Another relevant flag in the CreateFile API is FILE_FLAG_WRITE_THROUGH. Specified by itself, this flag ensures that both file/volume data and file/volume metadata are immediately flushed to storage media. Note that this does not mean the data does not traverse the cache. Referring to Figure 1, FILE_FLAG_NO_BUFFERING may mean that the data is written to Cache Manager and then immediately flushed from there.
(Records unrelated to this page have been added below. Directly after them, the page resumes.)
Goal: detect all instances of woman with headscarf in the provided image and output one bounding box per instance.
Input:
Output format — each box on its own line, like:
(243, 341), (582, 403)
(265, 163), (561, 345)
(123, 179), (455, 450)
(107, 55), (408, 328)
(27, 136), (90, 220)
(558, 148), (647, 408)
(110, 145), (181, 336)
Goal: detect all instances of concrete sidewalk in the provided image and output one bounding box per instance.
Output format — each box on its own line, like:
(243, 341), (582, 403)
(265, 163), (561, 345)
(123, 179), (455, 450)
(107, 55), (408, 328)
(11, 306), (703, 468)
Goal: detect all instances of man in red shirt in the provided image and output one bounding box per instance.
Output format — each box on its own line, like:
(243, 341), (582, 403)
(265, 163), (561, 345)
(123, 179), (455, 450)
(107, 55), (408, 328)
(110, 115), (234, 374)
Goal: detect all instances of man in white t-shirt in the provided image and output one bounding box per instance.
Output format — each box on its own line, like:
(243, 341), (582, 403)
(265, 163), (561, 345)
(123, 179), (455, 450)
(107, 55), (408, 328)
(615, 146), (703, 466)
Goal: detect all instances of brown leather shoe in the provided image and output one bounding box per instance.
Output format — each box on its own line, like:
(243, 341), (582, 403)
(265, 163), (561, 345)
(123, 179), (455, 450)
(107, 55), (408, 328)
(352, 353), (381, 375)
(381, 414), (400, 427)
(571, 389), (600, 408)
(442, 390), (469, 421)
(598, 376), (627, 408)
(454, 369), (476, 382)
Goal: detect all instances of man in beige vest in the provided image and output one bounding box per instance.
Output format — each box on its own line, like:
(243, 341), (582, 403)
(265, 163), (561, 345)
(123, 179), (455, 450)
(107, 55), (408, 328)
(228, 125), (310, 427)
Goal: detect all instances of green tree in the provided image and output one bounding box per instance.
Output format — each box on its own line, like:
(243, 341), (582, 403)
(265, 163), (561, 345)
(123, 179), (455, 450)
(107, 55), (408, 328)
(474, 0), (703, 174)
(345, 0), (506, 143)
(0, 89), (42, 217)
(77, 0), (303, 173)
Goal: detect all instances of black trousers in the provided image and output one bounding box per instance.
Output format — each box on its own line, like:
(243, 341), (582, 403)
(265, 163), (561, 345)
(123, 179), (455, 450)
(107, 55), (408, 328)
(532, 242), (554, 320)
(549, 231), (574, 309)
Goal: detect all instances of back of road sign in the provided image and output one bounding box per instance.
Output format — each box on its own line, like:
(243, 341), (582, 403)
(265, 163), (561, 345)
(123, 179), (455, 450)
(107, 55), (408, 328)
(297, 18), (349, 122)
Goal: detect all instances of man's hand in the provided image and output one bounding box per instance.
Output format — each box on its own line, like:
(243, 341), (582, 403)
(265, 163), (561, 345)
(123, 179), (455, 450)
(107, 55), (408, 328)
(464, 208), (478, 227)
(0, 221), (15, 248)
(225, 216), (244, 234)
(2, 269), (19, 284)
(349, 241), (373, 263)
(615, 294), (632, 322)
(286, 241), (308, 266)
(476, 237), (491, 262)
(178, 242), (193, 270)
So the I/O may still be a buffered I/O.
- Application developers favoring data integrity at the cost of reduced throughput should specify both FILE_FLAG_NO_BUFFERING and FILE_FLAG_WRITE_THROUGH are set when invoking the CreateFile API.
- Application developers favoring speed should make sure these flags are cleared when invoking CreateFile.
- Application developers favoring a balance of throughput and data integrity need to read the section on FlushFileBuffers API.
The main issues with hardware are the FILE_FLAG_WRITE_THROUGH parameter and how an operating system can handle it.
SCSI protocols define a Force Unit Access (FUA) flag in the SCSI Request Block (SRB). Early versions of the SCSI protocol (circa 1997) defined FUA as optional, while later specifications have made it mandatory. In situations where it is imperative that data gets committed to media, ensure that the deployed storage hardware does support the Force Unit Access semantics and that this feature is not disabled.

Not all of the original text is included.